Zum Thema „Space – too much, too little“ – eine Anspielung auf die geringe Größe der ada-Studiobühne – hatten sich 17 Einzelkünstler bzw. Künstlergruppen um die ausgeschriebenen zwei Residenzen beworben. Eine kleine Jury hat sich schließlich für Nina Wehnert mit „Im Schweiße meines Angesichts“ und Barbara Klinker/Sarah Braun mit „Lounge Paroli“ entschieden. Die fünfzig Premierengäste folgten interessiert, irritiert und erheitert Nina Wehnerts Solo, das in vier Bildern um weibliche Sexualität und Flüssigkeit kreist. Aus einer aufgehangenen Blechkanne tropft permanent Wasser auf den Boden, während die Performerin mit langem Blondhaar Haltungen zwischen Vamp und Nixe ausstellt; der Frauenkörper reduziert auf ein Gefäß, dass vor den Augen des irritierten Publikums in einen Blecheimer uriniert bzw. den nackten Vamp als kriechende Bestie zum morgendlichen Kaffeepot auf dem Herd mimt.

Nina Wehnert gibt keine Antwort auf die selbstgestellte Frage: Was passiert, wenn der Performer auf der Bühne nackt ist? Wenn sie am Schluss mit zuckendem Leib auf dem Rücken liegt, fällt die Perücke ab. Nina Wehnert, die Frau hinter der Maskerade, erhebt sich. Sie geht mit schlaksigen Bewegungen, die ihrem Körper etwas völlig Unkontrolliertes geben, mit gespieltem Selbstbewusstsein auf das Publikum zu. Wenn sie sich zusammenkauert, beleuchtet ein winziges Lichtquadrat wandernd Teile ihres Körpers, bis sie aus der Segmentierung ins Black aussteigt.

Sarah Braun & Barbara Klinker spielen mit ihrem körperlichen Größenunterschied und untersuchen das Verhältnis ihrer agierenden Körper zu starren Bildern einer Diaprojektion. Die Dominanz der Werbung: Ein strahlendes Männerkonterfei lächelt über die halbe Zimmerbreite, dann schieben sich in diese statische Werbevisage plötzlich spinnenartige Hände als schwarze Schattenspiele über seine Augen und sein Kinn, ein anderer Schatten kopiert die lasziven Bewegungen des im Stadtbild präsenten i-pod girls, um wenig später mit unendlich vielen Verkabelungen in einem Gartenfoto unterzugehen. Aus ihrer schattenhaften Präsenz ergeben sich mitunter wirklichkeitsrelevante Bild-Spannungen für die Fremdheit des Menschen in einem städtischen Umfeld international standardisierter Werbezombies. Nicht durchgängig überzeugend, da manchmal beliebig und zu lang, aber doch fühlbar, bieten die lebendigen Körper des Frauenduos den Plakaten des schönen Scheins Paroli.

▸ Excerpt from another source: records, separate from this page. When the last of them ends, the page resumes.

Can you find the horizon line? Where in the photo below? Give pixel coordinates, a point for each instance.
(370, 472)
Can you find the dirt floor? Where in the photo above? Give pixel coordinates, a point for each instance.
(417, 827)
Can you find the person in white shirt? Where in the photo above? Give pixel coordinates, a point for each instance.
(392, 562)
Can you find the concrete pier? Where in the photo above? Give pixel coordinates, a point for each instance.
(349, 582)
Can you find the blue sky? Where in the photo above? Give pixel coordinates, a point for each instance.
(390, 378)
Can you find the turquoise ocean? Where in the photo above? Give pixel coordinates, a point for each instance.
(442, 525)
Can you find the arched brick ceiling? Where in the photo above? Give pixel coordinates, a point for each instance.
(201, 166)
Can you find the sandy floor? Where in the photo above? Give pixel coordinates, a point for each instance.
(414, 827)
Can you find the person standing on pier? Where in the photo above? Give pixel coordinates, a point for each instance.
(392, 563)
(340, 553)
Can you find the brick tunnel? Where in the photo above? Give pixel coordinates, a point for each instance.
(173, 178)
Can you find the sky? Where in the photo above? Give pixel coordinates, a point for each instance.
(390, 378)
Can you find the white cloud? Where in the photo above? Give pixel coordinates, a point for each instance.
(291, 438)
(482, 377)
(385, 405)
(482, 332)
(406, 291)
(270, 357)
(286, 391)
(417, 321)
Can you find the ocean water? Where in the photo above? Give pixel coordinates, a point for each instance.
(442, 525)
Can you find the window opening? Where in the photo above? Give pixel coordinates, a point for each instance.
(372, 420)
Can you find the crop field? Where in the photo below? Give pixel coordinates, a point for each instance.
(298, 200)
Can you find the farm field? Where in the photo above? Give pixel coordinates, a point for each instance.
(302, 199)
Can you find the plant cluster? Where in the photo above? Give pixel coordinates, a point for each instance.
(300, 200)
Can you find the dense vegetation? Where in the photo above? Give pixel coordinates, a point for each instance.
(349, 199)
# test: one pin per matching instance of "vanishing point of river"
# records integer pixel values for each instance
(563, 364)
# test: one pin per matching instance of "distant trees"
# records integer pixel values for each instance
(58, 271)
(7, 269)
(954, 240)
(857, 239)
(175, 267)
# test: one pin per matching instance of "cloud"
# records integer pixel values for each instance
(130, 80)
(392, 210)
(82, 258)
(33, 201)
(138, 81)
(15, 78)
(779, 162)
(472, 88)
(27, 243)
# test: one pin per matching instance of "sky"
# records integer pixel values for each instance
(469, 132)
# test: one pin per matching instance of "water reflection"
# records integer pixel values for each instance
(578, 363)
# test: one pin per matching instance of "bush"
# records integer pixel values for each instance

Ada-Studio bot mit dieser Residenz erneut einen Raum für Ideen und Bewegung, der im Oktober mit der Tanztheaterzeremonie „Unter den Brücken zum Tee“ von Julia Nésterova und dem NAH DRAN - Projekt mit Stücken von und mit K. Bruch, V. Zinck, B. o´Rorke und T. Mayer weitere kreative Inspirationen im Pro und Kontra vermitteln möchte.